Jackal is a Bastard, and proud of it.
One of several groups sworn to protect the hostile Lot Lands, these half-orcs patrol the area on their giant war hogs; fighting, carousing and generally behaving more like a gang than knights.
For my regular readers, you already know that The Grey Bastards was one of my top reads of 2018. The fact that I’m only just now writing my review of it should count against me, not the book which is fantastic.
Orcs are often given short shrift in fantasy, portrayed as blood-thirsty savage creatures. Jackal and his cohorts, especially his two closest friends, while certainly capable of extreme violence are warm, mostly likable frequently funny. The bantering conversations between the three of them is a high-light.
Jackel, for all his qualities; strong, protective, loyal to his friends, is definitely flawed. Less an unreliable narrator and more of an unsophisticated one; he has a tendency to take everyone he meets on his pre-conceived notions and is frequently unwilling to listen to any opinion that contrasts with his own. Only when he is forced to by the actions (and the history) of others, does he reassess his thoughts.

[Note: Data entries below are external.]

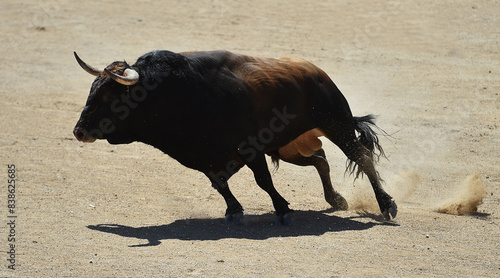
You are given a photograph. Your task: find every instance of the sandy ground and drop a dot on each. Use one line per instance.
(431, 71)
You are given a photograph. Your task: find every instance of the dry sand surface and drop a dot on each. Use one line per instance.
(430, 70)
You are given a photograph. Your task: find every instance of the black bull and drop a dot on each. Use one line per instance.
(218, 111)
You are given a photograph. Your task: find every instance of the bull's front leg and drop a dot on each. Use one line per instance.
(234, 211)
(264, 180)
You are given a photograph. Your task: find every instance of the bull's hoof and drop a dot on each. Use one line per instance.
(337, 202)
(234, 219)
(390, 211)
(285, 219)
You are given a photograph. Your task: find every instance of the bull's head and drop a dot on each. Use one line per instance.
(106, 113)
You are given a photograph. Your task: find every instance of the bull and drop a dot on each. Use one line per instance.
(218, 111)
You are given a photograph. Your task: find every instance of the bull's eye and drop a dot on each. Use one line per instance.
(108, 98)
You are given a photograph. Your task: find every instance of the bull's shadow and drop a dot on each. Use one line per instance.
(257, 227)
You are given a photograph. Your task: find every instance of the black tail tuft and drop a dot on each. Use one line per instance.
(369, 139)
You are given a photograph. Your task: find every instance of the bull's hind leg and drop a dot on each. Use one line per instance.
(362, 157)
(263, 178)
(318, 160)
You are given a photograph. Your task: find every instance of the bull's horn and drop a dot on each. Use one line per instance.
(86, 67)
(130, 77)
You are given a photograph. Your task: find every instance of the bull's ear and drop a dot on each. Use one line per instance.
(86, 67)
(129, 77)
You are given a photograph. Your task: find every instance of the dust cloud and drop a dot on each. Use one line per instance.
(468, 196)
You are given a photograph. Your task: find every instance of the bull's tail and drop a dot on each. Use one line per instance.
(369, 139)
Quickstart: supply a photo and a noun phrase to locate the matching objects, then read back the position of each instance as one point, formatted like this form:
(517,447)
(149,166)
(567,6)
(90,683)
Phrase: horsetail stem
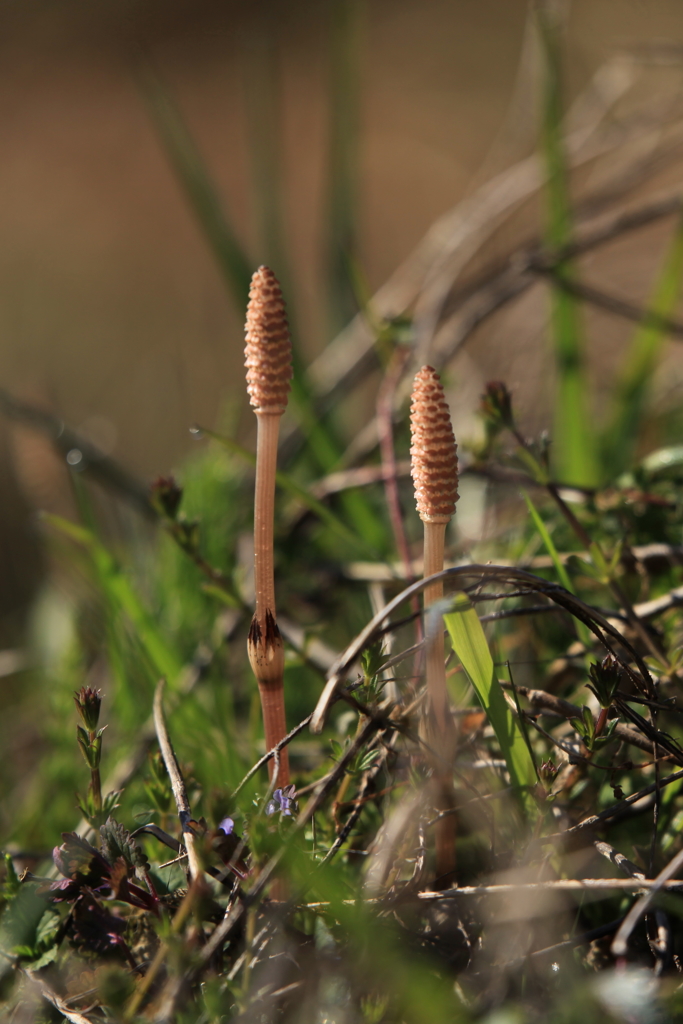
(268,361)
(434,470)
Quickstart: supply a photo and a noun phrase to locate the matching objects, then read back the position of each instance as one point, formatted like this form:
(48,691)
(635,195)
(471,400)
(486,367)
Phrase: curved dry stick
(593,620)
(177,783)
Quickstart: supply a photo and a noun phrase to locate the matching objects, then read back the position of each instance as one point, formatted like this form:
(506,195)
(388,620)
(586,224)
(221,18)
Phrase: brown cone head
(268,349)
(433,453)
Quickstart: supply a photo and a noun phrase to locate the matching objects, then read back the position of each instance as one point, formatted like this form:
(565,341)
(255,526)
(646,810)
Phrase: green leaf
(469,644)
(641,360)
(121,595)
(287,483)
(200,190)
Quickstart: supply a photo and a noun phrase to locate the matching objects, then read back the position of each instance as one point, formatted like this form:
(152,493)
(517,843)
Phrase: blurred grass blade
(285,481)
(573,444)
(119,592)
(344,48)
(200,190)
(641,361)
(471,647)
(550,547)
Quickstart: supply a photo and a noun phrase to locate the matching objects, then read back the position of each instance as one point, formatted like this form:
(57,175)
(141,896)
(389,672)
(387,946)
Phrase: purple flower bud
(88,700)
(283,801)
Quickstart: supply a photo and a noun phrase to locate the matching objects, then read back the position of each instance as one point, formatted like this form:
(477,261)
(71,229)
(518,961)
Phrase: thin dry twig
(663,881)
(177,783)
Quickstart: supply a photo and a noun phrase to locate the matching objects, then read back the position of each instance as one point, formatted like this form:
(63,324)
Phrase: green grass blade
(287,483)
(471,647)
(573,448)
(562,574)
(640,363)
(119,592)
(200,190)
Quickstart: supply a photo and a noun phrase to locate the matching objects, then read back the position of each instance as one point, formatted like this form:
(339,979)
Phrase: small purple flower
(283,801)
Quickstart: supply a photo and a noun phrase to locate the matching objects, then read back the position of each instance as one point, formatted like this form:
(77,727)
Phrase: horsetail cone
(268,361)
(434,470)
(433,453)
(268,349)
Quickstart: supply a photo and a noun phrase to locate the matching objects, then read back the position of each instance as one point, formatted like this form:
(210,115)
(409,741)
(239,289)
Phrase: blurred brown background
(113,311)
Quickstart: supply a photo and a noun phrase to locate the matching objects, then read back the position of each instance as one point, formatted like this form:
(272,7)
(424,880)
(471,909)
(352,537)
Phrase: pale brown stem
(434,535)
(264,499)
(265,645)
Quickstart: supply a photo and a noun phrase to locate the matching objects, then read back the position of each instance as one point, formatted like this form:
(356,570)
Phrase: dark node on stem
(266,650)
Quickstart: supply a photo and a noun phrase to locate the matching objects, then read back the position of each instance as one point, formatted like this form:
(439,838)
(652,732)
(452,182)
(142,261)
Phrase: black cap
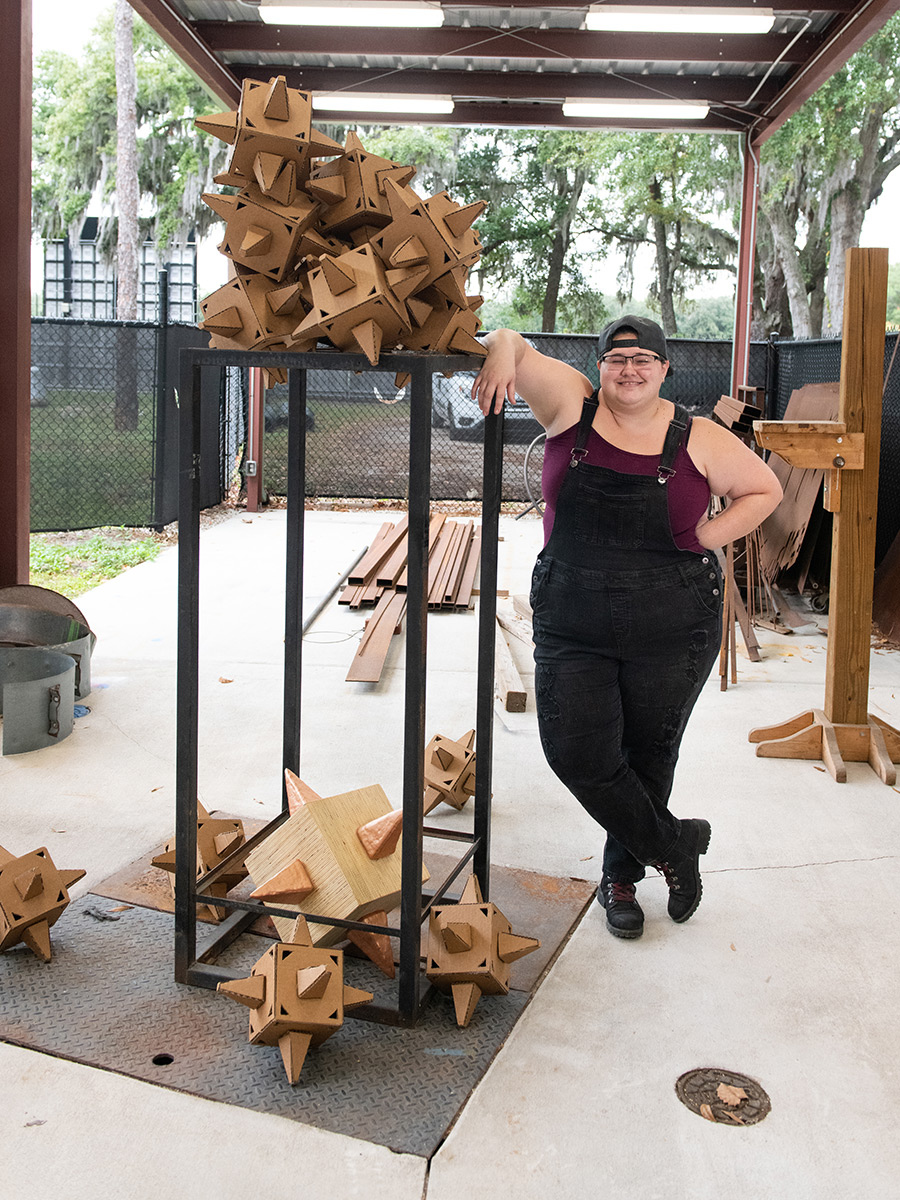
(648,334)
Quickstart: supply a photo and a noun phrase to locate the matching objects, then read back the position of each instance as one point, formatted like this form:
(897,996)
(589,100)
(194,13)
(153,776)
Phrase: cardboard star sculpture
(331,244)
(297,997)
(216,839)
(335,856)
(34,893)
(471,947)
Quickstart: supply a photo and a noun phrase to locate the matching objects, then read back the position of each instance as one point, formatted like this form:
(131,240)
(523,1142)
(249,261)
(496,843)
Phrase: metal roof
(516,65)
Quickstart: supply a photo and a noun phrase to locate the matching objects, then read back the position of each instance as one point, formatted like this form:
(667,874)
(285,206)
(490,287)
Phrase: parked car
(454,408)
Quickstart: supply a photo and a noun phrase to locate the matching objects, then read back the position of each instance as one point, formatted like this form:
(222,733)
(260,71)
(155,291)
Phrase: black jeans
(621,658)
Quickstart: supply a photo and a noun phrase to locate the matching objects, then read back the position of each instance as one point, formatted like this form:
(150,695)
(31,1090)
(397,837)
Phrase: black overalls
(627,628)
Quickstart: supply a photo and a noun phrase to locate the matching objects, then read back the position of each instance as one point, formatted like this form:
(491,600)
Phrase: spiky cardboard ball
(329,243)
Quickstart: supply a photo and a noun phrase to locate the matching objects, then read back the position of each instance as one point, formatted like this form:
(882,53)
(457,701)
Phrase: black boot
(682,869)
(624,916)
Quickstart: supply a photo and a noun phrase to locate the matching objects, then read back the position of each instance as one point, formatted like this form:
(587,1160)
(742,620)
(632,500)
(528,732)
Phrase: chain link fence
(105,423)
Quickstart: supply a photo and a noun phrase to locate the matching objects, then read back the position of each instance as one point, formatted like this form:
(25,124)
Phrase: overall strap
(676,433)
(588,411)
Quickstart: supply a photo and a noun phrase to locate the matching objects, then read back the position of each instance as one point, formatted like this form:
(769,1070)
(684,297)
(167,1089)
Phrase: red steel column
(747,249)
(16,292)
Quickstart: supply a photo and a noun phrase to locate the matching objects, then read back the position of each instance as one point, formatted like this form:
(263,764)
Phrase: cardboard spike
(328,189)
(294,1047)
(37,939)
(405,280)
(457,936)
(300,933)
(369,339)
(341,277)
(221,125)
(312,982)
(267,168)
(256,241)
(292,885)
(226,323)
(70,877)
(466,343)
(419,310)
(283,301)
(472,892)
(166,862)
(451,285)
(377,947)
(30,883)
(276,106)
(409,253)
(250,991)
(514,946)
(462,220)
(443,757)
(225,843)
(466,996)
(298,791)
(379,838)
(223,205)
(355,996)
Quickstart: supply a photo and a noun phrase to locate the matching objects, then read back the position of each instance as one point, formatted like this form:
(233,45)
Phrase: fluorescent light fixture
(658,19)
(352,102)
(637,109)
(381,15)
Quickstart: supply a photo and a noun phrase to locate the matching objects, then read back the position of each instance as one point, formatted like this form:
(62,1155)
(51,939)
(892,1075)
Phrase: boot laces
(621,893)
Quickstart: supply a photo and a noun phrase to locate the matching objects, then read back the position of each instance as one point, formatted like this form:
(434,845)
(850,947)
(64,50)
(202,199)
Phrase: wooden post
(849,451)
(850,598)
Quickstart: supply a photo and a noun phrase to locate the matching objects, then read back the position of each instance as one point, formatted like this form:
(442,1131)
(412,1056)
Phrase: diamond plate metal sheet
(108,1000)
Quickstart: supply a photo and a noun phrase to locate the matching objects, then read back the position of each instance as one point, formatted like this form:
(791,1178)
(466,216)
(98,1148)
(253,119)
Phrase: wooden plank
(850,598)
(463,598)
(369,664)
(367,568)
(508,682)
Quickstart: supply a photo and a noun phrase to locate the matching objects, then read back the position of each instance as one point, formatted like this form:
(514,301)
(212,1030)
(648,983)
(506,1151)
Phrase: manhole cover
(723,1096)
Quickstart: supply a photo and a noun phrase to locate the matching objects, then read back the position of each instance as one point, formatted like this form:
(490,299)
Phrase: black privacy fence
(105,417)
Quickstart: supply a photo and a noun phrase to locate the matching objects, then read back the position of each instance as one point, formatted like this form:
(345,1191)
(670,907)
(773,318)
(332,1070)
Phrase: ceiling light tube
(382,15)
(658,19)
(352,102)
(637,109)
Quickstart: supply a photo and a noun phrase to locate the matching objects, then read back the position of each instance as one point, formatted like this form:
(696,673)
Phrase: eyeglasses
(618,361)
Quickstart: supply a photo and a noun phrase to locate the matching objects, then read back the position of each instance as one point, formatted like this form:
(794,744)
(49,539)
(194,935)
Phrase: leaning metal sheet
(108,1000)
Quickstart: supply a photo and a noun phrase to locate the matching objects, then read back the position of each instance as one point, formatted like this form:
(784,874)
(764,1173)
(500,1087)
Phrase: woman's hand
(496,382)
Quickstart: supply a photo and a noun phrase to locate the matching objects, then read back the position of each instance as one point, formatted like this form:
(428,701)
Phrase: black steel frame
(196,965)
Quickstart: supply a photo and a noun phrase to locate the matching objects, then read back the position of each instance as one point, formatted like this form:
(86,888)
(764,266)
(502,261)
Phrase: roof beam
(180,36)
(223,37)
(516,84)
(841,42)
(550,117)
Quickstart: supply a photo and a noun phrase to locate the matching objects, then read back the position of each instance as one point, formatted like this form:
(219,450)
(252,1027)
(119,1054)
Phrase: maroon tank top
(688,490)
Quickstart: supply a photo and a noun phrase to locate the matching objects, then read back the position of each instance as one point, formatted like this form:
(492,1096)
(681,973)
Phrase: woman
(627,592)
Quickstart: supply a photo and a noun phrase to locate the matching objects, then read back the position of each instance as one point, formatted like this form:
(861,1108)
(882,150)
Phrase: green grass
(73,567)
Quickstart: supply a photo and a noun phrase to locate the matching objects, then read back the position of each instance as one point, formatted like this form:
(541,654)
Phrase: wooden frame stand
(849,450)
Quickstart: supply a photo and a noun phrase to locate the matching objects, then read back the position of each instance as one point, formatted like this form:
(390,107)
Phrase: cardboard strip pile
(381,579)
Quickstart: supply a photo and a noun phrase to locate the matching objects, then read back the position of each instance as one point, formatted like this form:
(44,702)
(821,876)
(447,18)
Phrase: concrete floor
(786,973)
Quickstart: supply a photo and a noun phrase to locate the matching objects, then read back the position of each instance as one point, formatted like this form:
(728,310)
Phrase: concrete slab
(778,977)
(85,1133)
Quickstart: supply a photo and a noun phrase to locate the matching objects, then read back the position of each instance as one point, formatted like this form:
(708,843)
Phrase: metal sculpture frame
(196,965)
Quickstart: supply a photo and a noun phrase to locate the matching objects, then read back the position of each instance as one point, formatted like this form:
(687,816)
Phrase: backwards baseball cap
(648,336)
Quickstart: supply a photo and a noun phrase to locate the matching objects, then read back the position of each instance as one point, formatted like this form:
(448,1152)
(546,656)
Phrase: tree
(75,141)
(676,192)
(821,172)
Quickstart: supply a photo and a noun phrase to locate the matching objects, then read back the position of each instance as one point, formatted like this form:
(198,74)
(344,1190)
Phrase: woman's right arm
(550,388)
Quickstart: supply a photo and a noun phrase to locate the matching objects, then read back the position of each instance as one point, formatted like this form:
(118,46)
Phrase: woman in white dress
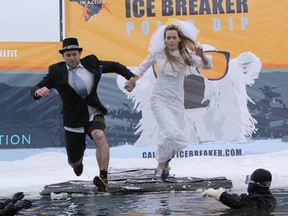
(173,49)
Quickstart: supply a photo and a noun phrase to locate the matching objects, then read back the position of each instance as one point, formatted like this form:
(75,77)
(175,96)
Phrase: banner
(121,30)
(247,102)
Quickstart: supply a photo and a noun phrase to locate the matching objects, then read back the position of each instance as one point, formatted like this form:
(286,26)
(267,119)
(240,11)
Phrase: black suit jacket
(74,110)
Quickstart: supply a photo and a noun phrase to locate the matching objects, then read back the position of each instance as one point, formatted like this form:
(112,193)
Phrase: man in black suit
(82,110)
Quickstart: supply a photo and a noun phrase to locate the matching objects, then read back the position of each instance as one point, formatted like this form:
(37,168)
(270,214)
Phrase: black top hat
(70,44)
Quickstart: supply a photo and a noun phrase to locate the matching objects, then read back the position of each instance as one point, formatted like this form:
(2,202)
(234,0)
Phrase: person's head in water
(259,181)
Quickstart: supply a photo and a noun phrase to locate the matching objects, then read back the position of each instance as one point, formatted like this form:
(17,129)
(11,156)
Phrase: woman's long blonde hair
(184,45)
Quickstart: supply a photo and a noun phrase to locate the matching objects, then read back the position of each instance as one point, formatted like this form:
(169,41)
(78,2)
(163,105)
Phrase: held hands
(42,92)
(198,50)
(130,84)
(211,192)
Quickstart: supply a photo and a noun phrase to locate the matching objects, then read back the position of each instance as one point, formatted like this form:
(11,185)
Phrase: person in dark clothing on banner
(76,81)
(12,206)
(258,197)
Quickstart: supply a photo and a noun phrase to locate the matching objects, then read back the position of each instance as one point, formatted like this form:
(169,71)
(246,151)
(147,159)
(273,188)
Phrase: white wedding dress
(167,101)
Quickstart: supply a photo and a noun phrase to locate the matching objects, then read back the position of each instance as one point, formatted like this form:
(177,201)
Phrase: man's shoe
(101,184)
(78,170)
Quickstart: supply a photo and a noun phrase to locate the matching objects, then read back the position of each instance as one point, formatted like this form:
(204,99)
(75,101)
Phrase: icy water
(168,203)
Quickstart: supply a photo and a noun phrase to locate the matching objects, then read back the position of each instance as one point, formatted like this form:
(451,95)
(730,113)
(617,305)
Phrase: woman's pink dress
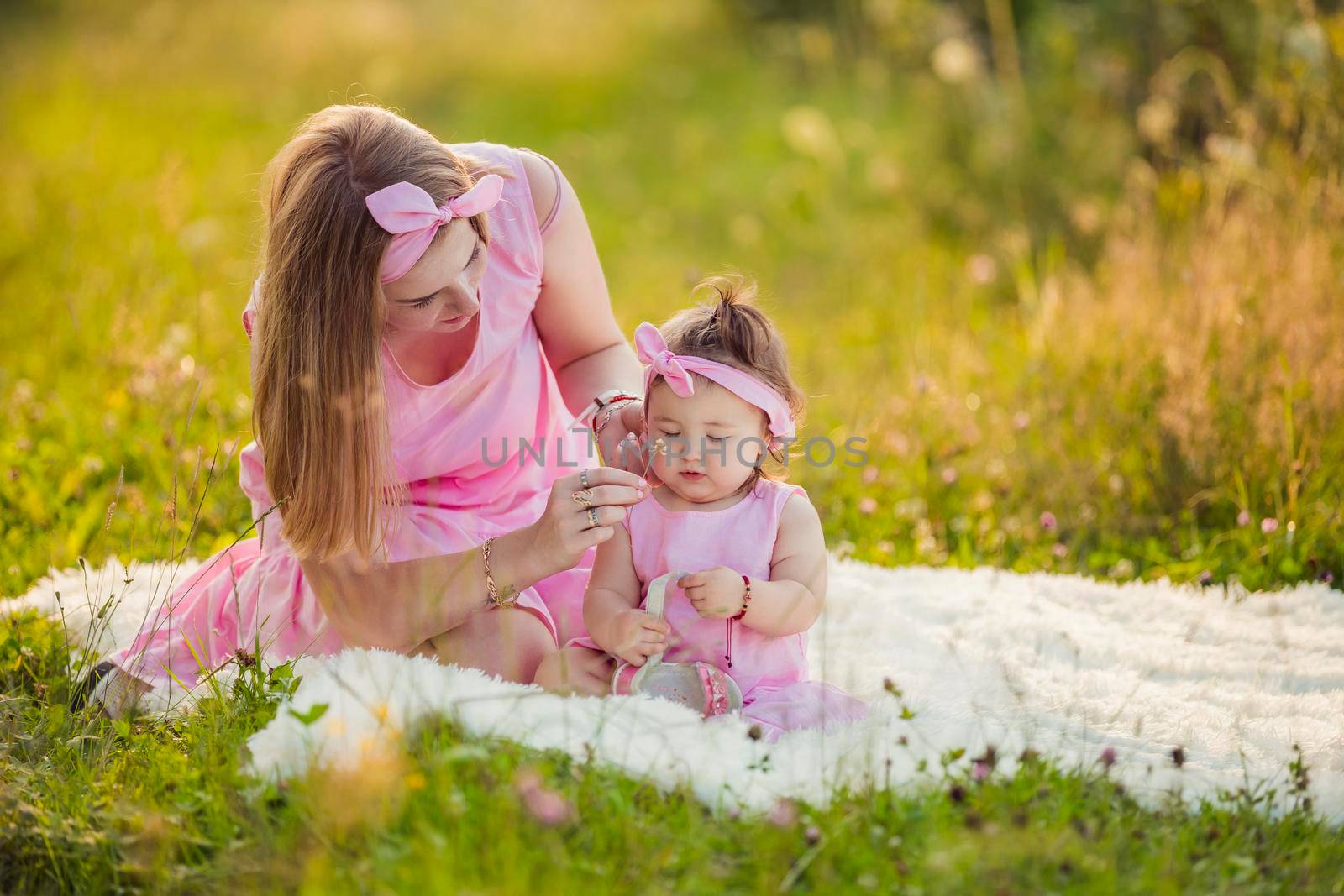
(457,443)
(772,671)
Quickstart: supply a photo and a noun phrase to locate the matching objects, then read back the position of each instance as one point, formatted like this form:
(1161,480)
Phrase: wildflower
(548,806)
(956,60)
(981,269)
(783,815)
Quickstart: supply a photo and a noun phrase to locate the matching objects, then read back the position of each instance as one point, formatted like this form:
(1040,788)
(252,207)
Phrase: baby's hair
(734,331)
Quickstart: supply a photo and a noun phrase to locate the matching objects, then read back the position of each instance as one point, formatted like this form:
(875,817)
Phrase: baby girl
(737,558)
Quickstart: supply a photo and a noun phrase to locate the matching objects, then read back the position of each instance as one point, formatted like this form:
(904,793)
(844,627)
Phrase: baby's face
(712,439)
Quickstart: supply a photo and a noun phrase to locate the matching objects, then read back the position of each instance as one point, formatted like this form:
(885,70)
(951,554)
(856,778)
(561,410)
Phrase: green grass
(995,289)
(105,806)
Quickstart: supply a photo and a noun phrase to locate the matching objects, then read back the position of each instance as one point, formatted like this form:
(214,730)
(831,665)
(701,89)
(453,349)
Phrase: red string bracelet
(746,600)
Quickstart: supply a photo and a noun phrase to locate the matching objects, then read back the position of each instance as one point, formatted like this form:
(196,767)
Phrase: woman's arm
(400,606)
(611,605)
(612,587)
(573,312)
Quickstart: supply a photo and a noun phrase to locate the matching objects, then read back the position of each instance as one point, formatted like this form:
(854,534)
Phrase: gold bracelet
(511,595)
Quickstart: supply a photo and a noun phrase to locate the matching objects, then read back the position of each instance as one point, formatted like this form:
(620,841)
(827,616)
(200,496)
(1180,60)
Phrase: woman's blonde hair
(734,331)
(319,406)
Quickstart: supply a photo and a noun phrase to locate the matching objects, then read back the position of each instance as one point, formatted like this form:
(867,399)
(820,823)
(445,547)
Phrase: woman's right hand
(566,530)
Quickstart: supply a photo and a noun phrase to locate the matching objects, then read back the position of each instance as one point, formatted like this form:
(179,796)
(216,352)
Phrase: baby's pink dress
(770,671)
(449,445)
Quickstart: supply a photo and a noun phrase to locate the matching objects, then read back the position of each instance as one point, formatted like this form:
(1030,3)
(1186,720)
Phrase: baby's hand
(636,636)
(714,593)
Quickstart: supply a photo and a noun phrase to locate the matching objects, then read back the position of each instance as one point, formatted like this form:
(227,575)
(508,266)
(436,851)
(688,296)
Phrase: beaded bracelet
(746,598)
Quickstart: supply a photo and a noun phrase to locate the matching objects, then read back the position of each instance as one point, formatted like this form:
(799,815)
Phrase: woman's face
(712,439)
(441,293)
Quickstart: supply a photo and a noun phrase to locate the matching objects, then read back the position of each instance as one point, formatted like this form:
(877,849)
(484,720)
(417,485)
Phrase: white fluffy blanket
(1062,664)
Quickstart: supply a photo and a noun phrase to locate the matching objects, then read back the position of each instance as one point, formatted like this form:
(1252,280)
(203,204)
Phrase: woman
(425,318)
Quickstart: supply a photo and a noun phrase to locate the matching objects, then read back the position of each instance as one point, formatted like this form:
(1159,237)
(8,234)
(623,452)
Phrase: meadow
(1074,270)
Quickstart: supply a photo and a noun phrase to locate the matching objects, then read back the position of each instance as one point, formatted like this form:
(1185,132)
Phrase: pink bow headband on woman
(410,212)
(676,369)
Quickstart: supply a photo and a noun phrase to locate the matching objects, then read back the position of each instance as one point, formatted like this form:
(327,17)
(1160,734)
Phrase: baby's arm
(792,600)
(611,605)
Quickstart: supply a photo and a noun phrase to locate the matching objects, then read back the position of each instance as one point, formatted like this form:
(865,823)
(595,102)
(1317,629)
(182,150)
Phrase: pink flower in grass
(548,806)
(783,815)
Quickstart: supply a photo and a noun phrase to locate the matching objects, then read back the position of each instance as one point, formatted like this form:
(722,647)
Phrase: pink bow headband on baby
(676,369)
(409,212)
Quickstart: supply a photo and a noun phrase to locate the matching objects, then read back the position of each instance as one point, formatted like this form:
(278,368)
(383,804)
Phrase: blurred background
(1074,269)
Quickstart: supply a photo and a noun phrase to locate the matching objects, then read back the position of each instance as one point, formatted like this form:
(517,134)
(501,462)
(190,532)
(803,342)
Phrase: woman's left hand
(617,449)
(716,593)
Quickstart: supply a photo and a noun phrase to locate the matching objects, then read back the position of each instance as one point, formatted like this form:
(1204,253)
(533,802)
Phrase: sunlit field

The world building involved in this book is both fascinating and unexpected. The Bastards, and other groups of half-orcs, call themselves hoofs, and live by the creed of “Live in the saddle, die on the hog’; both by virtue of their war-hogs. These hogs are treated less like disposable mounts (a la many other fantasy novels involving horses) and more like beloved pets. The patterning of them after biker gangs seems almost inevitable.
Given the violence and language involved with this story, it’s not necessarily going to be for everyone. But if that won’t trouble you, I wholeheartedly recommend this book.